Ne ara Hyunjin'in sert bedeni karşıma çıkmıştı ve ben ne ara ona toslamıştım, daha kavrayamadan arka cebimde bulunan cihazdan tüm koridoru yankılatacak şekilde sesler çıkmaya başlamıştı ve sikeyim, resmen titriyordum.
Geriye doğru sendeledikten hemen sonra başlamıştı her şey ve kafamı kaldırıp Hyunjin'in suratına korkuyla baktığım anda onun da kaşlarını çatarak ne olduğunu anlamaya çalışan ifadesiyle bana baktığını görmüştüm. Anında arka cebimden cihazı alıp kapansın diye her tuşa basmaya başlamıştım fakat cihaz susmuyordu ve o susmadıkça ben daha çok panik oluyordum. Tam kısa bir döngü içerisine girmiştim ki bir anda aşkölçer elimden çekilip alındı ve mala dönmüş gibi kalakaldım.
Bu kez aleti susturmaya çalışan kişi Hyunjin'di fakat o benim aksime biraz daha inceleyerek yapmaya çalışıyordu. Bense o an sadece ve sadece cihazın bir an evvel susması gerektiğini düşünüyordum. Ve Hyunjin büyük bir sakinlikle araştırdığı şeyi sonunda bularak aşkölçeri susturmayı başardı. Tanrım... teşekkürler. Çok teşekkürler. Sonunda derin bir nefes alabilirim.
Tavan yapmış kalp ritmim, henüz beynim başka şeyleri düşünme aşamasına geçemediği için yavaşça azalmaya başlamıştı. Ta ki Hyunjin, "Bu ne?" diye sorana dek. Çünkü cihazın o âna dek aşk ölçtüğünü tamamen unutmuştum, ne kadar harika değil mi?
Tam ağzımı açmıştım ki cihazın ne işe yaradığı aklıma geldi ve o anki tek amacım bu kez o şeyi Hyunjin'in elinden çabucak almak oldu. Yine de her şeye rağmen Hyunjin'in, ahiretlik düşmanımın, benden hoşlanabileceğine falan ihtimal asla vermiyordum, hatta aklımın kenarından bile geçmemişti bu düşünce çünkü anlarsınız ya... Kendisiyle derin bir nefret münasebetimiz vardı sonuçta.

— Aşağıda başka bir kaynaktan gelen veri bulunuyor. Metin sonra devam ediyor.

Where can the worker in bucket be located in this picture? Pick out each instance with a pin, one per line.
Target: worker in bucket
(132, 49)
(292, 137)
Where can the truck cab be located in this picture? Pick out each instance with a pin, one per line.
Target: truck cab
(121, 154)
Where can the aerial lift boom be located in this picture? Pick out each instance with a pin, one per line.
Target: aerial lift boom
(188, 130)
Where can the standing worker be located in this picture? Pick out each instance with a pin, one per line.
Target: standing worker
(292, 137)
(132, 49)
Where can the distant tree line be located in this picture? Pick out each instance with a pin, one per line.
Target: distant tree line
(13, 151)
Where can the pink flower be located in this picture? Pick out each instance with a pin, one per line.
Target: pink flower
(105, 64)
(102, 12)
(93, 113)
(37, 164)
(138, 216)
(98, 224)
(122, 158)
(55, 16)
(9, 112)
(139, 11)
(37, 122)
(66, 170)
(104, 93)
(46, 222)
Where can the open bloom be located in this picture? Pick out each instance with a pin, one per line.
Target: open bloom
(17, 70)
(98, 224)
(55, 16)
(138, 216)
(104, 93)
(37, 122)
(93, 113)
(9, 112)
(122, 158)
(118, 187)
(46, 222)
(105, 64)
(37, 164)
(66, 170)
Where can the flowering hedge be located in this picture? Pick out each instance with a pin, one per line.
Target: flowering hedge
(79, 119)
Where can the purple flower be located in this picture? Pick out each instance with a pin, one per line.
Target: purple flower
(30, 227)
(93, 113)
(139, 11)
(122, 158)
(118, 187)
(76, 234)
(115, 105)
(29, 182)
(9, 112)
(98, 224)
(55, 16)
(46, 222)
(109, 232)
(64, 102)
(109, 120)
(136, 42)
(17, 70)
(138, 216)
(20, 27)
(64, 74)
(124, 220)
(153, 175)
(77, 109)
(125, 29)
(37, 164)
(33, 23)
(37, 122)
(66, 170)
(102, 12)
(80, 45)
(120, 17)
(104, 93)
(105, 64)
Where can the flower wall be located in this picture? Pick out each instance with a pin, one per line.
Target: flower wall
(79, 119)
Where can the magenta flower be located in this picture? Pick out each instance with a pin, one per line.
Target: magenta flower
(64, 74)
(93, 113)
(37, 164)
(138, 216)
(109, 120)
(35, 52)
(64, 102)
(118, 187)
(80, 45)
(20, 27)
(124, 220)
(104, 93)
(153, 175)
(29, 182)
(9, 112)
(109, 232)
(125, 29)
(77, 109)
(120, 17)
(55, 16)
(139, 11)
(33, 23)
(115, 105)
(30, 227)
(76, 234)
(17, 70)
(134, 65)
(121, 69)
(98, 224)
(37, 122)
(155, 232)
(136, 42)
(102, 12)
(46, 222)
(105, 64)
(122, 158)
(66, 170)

"Şey..." diyerek açıklarmış gibi yaptım ve sonraki saniye ise hızla eline doğru ani bir atak yapıp cihazı elinden almaya çalıştım. Fakat Hyunjin'in ne denli çevik ve refleksleri gelişmiş biri olduğunu tamamen unutuvermiştim. Anında elini geri çekip geriye doğru adımlayarak açkölçeri benden kaçırmıştı. "Of versene şunu!" diye sinirle söylenip aleti almaya çalışmalarıma devam etmiştim ancak sonuç tamamen hüsrandan ibaretti. Hyunjin resmen benimle oynamaya çalışır gibi geriye doğru adımlayıp aleti benden kaçırıp duruyordu. Boyu benden bir tık daha uzun olduğu için havaya kaldırdığı eline yetişemiyordum. O ise yüzündeki o şerefsiz ifadeyle kıkırdayıp duruyordu.
"Yang Jeongin, eğer bana bunun ne olduğunu söylemezsen asla alamayacaksın, biliyorsun değil mi?" Sorusu üzerine yenilgiyle pes edip duraksadım. Ona gerçekten bir cevap vermezsem bana asla aşkölçeri vermeyeceğini biliyordum. Bir of çekerek etrafa göz gezdirdim. Koridorda biz hariç kimse yoktu. Yine de ben o an buna pek dikkat etmeyip hangi yalanı uydursam diye düşünmeye devam ederek soluklanıyor gibi yaptım.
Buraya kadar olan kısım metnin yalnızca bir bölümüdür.